Yelling loudly and with a hand on his gun, Trooper Christopher S. Johnson, 23, reached into the vehicle to turn off the ignition, but it was already turned off. The couple, who are African American, recalled that Johnson, who is White, shouted questions, orders and insults in rapid succession: “How old are you? Why did you stop here? Don’t give me that s—! Get out of the car! Why are you driving a rental car? Do you have drugs? Guns? Is that your girlfriend in the car?”

He eventually pulled Rodney Gillespie from the late-model SUV and handcuffed him. Johnson — who had been on patrol only about two months, after graduating from the Police Academy in May — reached into Gillespie’s pants pocket and removed his wallet without consent, Gillespie said. Two more state troopers — one White and one Black — quickly arrived and soon began directing questions toward a stunned Angela, who remained in the front passenger seat, too afraid to reach for her phone to record the encounter, she said.

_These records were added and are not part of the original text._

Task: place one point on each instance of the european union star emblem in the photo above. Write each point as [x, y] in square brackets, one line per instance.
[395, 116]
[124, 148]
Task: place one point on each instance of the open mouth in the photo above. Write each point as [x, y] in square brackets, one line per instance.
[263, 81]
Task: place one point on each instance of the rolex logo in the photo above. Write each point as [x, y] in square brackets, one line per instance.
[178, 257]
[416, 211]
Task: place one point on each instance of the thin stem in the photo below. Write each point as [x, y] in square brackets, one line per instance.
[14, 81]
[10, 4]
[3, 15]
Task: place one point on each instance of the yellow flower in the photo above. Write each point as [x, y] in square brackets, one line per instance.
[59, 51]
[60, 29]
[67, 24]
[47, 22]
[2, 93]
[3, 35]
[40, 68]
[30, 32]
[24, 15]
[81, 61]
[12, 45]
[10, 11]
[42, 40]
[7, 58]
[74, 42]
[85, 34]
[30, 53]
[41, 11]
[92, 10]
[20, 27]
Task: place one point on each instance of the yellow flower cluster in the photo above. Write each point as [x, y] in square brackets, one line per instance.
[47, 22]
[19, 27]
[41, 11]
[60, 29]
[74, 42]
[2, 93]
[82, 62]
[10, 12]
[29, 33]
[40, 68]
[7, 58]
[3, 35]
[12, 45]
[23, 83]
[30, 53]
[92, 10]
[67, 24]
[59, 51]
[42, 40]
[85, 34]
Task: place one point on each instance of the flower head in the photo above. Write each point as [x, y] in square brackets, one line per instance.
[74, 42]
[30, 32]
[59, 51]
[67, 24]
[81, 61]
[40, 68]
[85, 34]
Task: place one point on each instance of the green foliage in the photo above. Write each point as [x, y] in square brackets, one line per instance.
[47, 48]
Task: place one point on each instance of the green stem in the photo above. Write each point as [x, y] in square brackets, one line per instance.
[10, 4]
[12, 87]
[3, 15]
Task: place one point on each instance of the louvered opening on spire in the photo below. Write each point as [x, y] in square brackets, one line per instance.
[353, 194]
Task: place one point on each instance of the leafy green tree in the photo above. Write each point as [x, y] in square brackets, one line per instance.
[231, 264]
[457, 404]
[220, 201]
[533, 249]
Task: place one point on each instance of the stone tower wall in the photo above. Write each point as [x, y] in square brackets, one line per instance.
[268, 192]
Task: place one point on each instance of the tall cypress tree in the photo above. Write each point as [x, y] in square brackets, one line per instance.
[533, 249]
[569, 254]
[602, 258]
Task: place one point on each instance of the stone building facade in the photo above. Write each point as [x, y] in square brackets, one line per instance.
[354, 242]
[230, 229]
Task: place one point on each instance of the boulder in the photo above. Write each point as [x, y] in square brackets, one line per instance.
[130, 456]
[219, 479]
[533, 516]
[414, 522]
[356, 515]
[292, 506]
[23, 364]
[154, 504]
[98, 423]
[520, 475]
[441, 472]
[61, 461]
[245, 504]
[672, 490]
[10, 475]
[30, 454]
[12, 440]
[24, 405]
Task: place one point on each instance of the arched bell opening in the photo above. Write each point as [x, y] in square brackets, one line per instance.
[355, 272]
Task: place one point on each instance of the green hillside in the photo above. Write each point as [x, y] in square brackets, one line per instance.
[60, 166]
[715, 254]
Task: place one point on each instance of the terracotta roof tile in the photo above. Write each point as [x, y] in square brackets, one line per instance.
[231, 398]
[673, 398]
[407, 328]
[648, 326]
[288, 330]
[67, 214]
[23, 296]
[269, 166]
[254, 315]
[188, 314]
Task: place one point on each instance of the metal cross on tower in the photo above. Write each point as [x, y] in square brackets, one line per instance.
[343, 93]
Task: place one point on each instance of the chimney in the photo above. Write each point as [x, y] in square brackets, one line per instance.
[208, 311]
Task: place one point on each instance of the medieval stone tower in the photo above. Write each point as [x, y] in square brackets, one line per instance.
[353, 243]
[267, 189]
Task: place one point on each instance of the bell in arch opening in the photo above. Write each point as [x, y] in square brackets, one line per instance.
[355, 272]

“It was terrifying,” said Angela Gillespie, crying as she recounted the incident. “I think the biggest thing for me was sitting there watching and listening to how they treated my husband. The yelling was at a level that was terrifying. My goal was to stay alive.”

The Newark, N.J., native said she found it ironic that the couple had experienced no racial prejudice in South Africa or in the United Kingdom, only to return to racial profiling by police on their own street in the Philadelphia suburbs. “To be welcomed back this way just didn’t make sense,” she said. “This is not the America we left in 2013. We’ve come back to an elevated rage.”

The troopers freed Gillespie from the handcuffs after about 10 minutes, after his wife was allowed to use her phone to Google his name and show the troopers his online professional biography, the couple said. Johnson issued Gillespie a $142.50 ticket for a yellow-line infraction, which Gillespie paid July 16 at Magisterial District Court in Glen Mills, and a $102 ticket for not stopping immediately, which was dismissed. He said it was the first time he had been handcuffed.

“It’s humiliating. I talk to my kids about doing the right thing. I raised them to do the right thing, and to get cuffed in front of my 17-year-old daughter and my wife, it’s embarrassing,” said Gillespie, an Englewood, N.J., native with a degree in commerce and engineering from Drexel University and an M.B.A. from the University of Washington. “One thing my daughter said to me that really killed me was, ‘Dad, I can’t lose you. I can’t lose you.’ My daughter should not have to say something like that to me. What she witnessed that night is etched in her mind.” The Gillespies filed a complaint about the incident with the State Police on July 24 and are considering a lawsuit, according to their attorney, Samuel C. Stretton.